As of February 2006, the following facts were true:
* A Google search of “manikin” + “resuscitation” or + “CPR” gave 34,000 and 74,000 hits, respectively. When “mannequin” was substituted for “manikin,” there were 23,000 and 49,000 hits, respectively. Obviously, in the context of resuscitation, manikin is the more common term.
* A Google search of “manikin” + “simulation” gave 40,000 hits, but “mannequin” + “simulation” gave 88,000 hits. When these searches used “medical simulation” rather than just “simulation,” the results were 33,000 for “mannequin” and 21,000 for “manikin.” Thus, in the context of simulation, mannequin is more common.

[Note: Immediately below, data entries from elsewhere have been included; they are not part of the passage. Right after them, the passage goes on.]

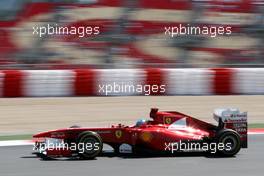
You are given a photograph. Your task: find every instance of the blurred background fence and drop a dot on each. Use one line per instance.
(131, 34)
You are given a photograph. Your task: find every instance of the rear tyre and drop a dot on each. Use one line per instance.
(90, 145)
(231, 140)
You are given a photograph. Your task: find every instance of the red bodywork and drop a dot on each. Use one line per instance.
(153, 135)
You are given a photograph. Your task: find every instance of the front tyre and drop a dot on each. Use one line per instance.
(231, 141)
(90, 145)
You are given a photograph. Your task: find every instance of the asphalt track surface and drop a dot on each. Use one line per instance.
(249, 162)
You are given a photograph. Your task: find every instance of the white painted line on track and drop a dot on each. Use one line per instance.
(15, 143)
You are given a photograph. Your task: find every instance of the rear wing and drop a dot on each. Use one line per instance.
(233, 119)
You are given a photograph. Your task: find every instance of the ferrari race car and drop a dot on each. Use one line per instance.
(166, 132)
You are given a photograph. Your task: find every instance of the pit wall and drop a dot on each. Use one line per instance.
(87, 82)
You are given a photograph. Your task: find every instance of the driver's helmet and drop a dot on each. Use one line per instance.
(141, 122)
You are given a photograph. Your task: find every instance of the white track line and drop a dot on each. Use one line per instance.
(15, 143)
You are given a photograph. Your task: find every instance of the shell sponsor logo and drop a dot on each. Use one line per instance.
(146, 136)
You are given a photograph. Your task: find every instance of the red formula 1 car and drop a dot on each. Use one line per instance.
(167, 132)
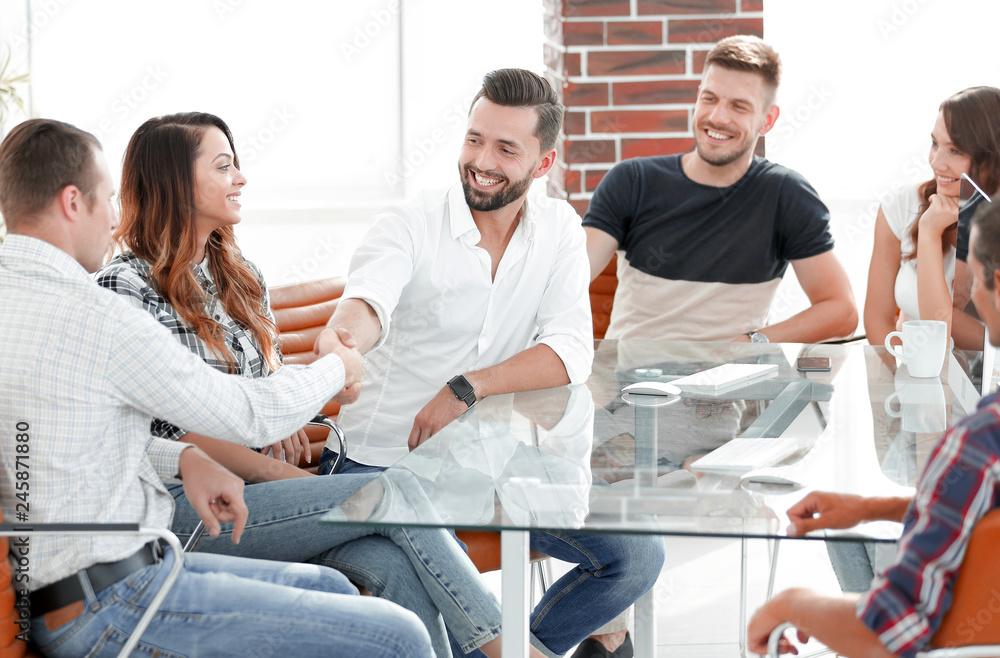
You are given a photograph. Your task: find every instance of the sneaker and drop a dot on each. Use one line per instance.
(591, 648)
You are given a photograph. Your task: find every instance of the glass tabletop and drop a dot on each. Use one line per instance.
(588, 458)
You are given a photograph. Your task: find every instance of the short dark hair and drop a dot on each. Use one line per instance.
(744, 52)
(986, 221)
(521, 88)
(39, 158)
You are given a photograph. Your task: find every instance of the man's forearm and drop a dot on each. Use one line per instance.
(830, 619)
(358, 317)
(885, 508)
(244, 462)
(534, 368)
(825, 320)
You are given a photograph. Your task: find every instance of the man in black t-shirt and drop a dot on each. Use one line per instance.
(708, 235)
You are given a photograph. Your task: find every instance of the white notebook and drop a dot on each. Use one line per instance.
(740, 456)
(725, 377)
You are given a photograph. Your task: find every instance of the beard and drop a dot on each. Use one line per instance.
(488, 202)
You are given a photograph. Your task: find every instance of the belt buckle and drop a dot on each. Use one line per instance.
(63, 615)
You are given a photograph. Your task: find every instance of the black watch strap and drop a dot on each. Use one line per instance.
(462, 389)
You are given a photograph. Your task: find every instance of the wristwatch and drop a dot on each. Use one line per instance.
(462, 389)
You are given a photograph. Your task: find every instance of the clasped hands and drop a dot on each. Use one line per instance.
(339, 341)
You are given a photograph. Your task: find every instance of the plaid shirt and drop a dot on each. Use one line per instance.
(81, 376)
(960, 484)
(128, 275)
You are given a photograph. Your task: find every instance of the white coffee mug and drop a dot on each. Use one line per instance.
(921, 406)
(924, 344)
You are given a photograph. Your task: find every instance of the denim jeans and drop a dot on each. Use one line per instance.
(223, 606)
(423, 570)
(853, 563)
(612, 572)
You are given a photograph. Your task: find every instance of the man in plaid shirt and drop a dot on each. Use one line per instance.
(903, 608)
(81, 376)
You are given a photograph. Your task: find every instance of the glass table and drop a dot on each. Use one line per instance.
(588, 458)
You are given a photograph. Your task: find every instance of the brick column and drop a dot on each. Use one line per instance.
(628, 71)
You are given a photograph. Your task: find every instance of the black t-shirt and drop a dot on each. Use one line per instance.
(674, 228)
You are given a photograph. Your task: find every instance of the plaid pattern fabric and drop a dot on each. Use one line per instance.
(81, 376)
(960, 484)
(128, 275)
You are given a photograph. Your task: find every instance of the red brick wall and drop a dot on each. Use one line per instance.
(628, 71)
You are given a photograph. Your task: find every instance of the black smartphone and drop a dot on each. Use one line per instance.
(813, 363)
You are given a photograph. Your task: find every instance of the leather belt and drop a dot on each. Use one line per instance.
(70, 589)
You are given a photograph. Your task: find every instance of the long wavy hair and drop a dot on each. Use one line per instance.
(158, 224)
(972, 118)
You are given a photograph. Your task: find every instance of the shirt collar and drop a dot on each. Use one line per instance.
(460, 217)
(18, 248)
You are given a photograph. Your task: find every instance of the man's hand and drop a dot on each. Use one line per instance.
(293, 448)
(441, 410)
(214, 493)
(349, 394)
(821, 509)
(764, 621)
(339, 341)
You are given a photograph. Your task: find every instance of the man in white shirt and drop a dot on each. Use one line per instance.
(482, 290)
(81, 377)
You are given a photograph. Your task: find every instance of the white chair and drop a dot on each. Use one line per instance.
(28, 530)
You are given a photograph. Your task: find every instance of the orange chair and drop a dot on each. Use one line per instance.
(301, 310)
(602, 297)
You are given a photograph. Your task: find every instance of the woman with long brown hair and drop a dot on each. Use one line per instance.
(914, 273)
(180, 197)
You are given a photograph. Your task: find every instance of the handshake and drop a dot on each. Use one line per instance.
(339, 341)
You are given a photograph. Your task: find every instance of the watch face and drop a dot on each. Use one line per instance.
(461, 387)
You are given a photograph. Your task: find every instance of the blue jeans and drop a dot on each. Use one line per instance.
(422, 570)
(612, 572)
(223, 606)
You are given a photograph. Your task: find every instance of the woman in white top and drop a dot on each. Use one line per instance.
(914, 274)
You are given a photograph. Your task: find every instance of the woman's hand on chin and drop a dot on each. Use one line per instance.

* A search of Index Medicus (ie, PubMed) showed 251 hits for “mannequin” and “simulation” and 233 hits for “manikin” and “simulation.” Of these hits, 90% were in common, and the unique terms showed a slight advantage for mannequin over manikin.
Thus, when discussing simulation in healthcare, for whatever reason, mannequin has become the more common term, but considering the overall framework of simulation applications, the two terms can be considered more or less equivalent. Finally, a straw poll of attendees at the 2006 International Meeting on Medical Simulation revealed a small preference for mannequin, but most respondents considered the two terms essentially interchangeable.
Thus, based on this information, on opinions from the Editorial Board, and on the admitted bias of the Editor-in-Chief, Simulation in Healthcare is adopting the following policy:
* We recommend the term mannequin to be used to describe the physical device in a simulator that physically replicates the patient.
* We will accept the use of the term manikin if that is the authors' preference.
* The same term shall be used consistently throughout a paper, unless it is discussing historical or etymological issues requiring the use of the two different terms.
Another Etymological Issue
Some authors are using the term human patient simulator to refer to the generic field of patient simulation for human beings. However, Human Patient Simulator is the trade name of a specific simulator product sold by Medical Education Technologies Incorporated (METI). As the Journal is about simulation in healthcare—clearly implying the care of human beings—there is no need to append “human” to the term patient simulator when meaning the generic device or the field as a whole. Should we publish papers on veterinary simulation, perhaps we will ask the authors to use the term canine patient simulator or the like. The term Human Patient Simulator is still appropriate when referring to specific characteristics of the METI product. The Instructions for Authors will publicize this policy and the copyediting staff will include it in the processing of papers accepted for publication.
Finally, in a light-hearted note, I find it fascinating that the study of words and word origins is etymology, whereas changing only a single letter converts the word to the study of insects, entymology. Indeed, what's in a name?